Pipeline Architecture
tvarr processes data through a multi-stage pipeline.
Pipeline Stages
When you generate a proxy, these stages run in order:
Stage 0: Ingestion Guard
Waits for any active ingestion jobs to complete before starting generation. This ensures you're working with complete data.
Stage 1: Load Channels
Loads all channels from the database for the proxy's linked stream sources.
Input: Source IDs
Output: []Channel
Stage 2: Load Programs
Loads EPG programs from the proxy's linked EPG sources.

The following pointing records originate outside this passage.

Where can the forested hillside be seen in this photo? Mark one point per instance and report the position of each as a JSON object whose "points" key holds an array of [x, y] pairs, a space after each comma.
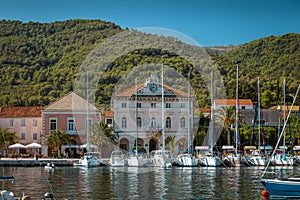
{"points": [[271, 59], [39, 61]]}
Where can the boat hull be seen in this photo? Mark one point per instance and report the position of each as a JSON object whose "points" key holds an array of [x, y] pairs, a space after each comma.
{"points": [[282, 188]]}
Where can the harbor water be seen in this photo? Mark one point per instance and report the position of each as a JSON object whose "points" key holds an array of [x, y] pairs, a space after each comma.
{"points": [[136, 183]]}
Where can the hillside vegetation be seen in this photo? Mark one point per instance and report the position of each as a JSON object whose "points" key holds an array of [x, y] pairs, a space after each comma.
{"points": [[39, 62]]}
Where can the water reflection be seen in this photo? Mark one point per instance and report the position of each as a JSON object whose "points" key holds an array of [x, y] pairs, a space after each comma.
{"points": [[135, 183]]}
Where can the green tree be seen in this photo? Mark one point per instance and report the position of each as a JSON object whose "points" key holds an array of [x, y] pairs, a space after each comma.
{"points": [[101, 134], [227, 116], [57, 139], [7, 138]]}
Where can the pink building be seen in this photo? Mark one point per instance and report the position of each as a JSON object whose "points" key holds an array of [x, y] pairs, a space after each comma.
{"points": [[26, 122], [71, 114]]}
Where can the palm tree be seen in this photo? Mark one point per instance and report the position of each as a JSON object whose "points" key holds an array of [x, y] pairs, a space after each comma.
{"points": [[7, 138], [227, 115], [57, 139]]}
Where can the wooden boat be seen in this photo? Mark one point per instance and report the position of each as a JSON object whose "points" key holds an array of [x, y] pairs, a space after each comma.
{"points": [[289, 188]]}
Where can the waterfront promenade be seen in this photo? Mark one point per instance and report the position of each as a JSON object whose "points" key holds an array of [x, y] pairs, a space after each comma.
{"points": [[31, 162]]}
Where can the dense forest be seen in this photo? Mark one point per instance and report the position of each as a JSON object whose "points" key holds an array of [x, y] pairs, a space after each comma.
{"points": [[39, 63]]}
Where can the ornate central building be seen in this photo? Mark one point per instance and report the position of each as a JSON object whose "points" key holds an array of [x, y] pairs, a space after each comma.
{"points": [[140, 112]]}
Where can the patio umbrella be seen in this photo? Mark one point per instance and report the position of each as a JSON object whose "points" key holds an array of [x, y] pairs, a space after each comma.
{"points": [[16, 146], [33, 145]]}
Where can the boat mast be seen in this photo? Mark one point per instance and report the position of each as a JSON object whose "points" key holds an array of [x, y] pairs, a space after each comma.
{"points": [[258, 110], [162, 107], [212, 110], [136, 120], [189, 114], [237, 108], [87, 111], [284, 107]]}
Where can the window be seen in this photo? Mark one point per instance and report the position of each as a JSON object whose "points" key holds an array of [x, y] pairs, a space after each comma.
{"points": [[153, 122], [34, 122], [53, 124], [23, 122], [139, 122], [88, 124], [11, 122], [124, 122], [182, 122], [71, 125], [22, 136], [168, 105], [34, 136], [168, 122]]}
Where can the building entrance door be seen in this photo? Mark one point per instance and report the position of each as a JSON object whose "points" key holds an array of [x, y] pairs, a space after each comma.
{"points": [[152, 145]]}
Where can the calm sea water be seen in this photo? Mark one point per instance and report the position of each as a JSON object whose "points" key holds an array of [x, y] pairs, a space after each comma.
{"points": [[134, 183]]}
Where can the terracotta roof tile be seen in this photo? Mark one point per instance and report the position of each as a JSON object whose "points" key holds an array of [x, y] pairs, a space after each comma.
{"points": [[130, 91], [29, 111], [109, 114], [233, 101], [70, 102]]}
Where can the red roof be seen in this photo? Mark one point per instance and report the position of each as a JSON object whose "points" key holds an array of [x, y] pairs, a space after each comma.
{"points": [[130, 91], [29, 111], [232, 102]]}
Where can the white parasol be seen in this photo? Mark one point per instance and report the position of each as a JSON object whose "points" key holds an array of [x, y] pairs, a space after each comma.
{"points": [[16, 146], [33, 145]]}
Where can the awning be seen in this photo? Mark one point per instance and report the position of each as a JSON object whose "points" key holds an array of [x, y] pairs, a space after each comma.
{"points": [[16, 146], [227, 147], [249, 147]]}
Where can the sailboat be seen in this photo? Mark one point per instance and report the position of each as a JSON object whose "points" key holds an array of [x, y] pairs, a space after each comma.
{"points": [[90, 159], [283, 188], [188, 159], [162, 158], [280, 158], [258, 159], [136, 160], [234, 159], [205, 154], [117, 159]]}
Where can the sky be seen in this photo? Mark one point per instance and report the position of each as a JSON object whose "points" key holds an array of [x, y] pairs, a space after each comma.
{"points": [[208, 22]]}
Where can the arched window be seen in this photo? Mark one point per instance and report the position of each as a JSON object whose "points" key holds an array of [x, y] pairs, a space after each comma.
{"points": [[153, 122], [168, 122], [182, 122], [139, 122], [124, 122]]}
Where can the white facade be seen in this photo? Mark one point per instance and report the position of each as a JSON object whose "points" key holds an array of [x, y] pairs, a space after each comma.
{"points": [[139, 111]]}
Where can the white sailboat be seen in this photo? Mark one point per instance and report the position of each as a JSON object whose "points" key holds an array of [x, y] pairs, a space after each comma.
{"points": [[282, 188], [188, 159], [235, 159], [258, 159], [162, 158], [90, 159], [280, 158], [205, 154], [136, 160], [117, 159]]}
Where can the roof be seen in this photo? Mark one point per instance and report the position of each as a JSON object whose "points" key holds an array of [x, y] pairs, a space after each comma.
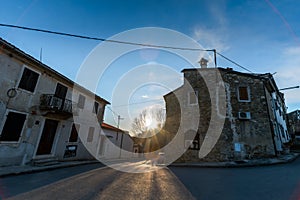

Input: EPG Source IDs, date range
Output: []Program
Stage 3: Data Mapping
Applies data mapping rules in priority order:
Input: []Channel, []DataMappingRule
Output: []Channel (transformed)
Rules can:
- Rename fields
- Fix logos
- Extract data with regex
- Set EPG IDs
Stage 4: Filtering
Applies filter rules:
Input: []Channel, []Filter
Output: []Channel (filtered)
- Include filters narrow down to matching channels
- Exclude filters remove unwanted channels
Stage 5: Numbering
Assigns channel numbers based on mode:
| Mode | Behavior |
|---|---|
preserve | Keep original numbers |
sequential | Number 1, 2, 3... |
source_based | Each source gets a range |
Stage 6: Logo Caching
Downloads and caches channel logos:
Input: []Channel with logo URLs
Output: []Channel with cached logo paths
- Respects HTTP cache headers
- SHA256-addressed storage
- Skips already-cached logos
Stage 7: Generation
Writes output files:
playlist.m3u8- M3U8 format playlistepg.xml- XMLTV format guide
Files are written with streaming I/O to handle large datasets.
Stage 8: Publish
Atomic move of generated files to final location. This ensures the proxy URL always serves complete files.
Memory Efficiency
The pipeline uses:
- Streaming writes - Files written incrementally, not buffered
- JSONL intermediate format - Large datasets serialized to disk
- Configurable batch sizes - Control memory usage
Parallelization
Some stages can run in parallel:
- Logo downloads (configurable concurrency)
- Independent source ingestions
Error Handling
- Each stage can fail independently
- Errors are logged with context
- Failed generations don't replace existing outputs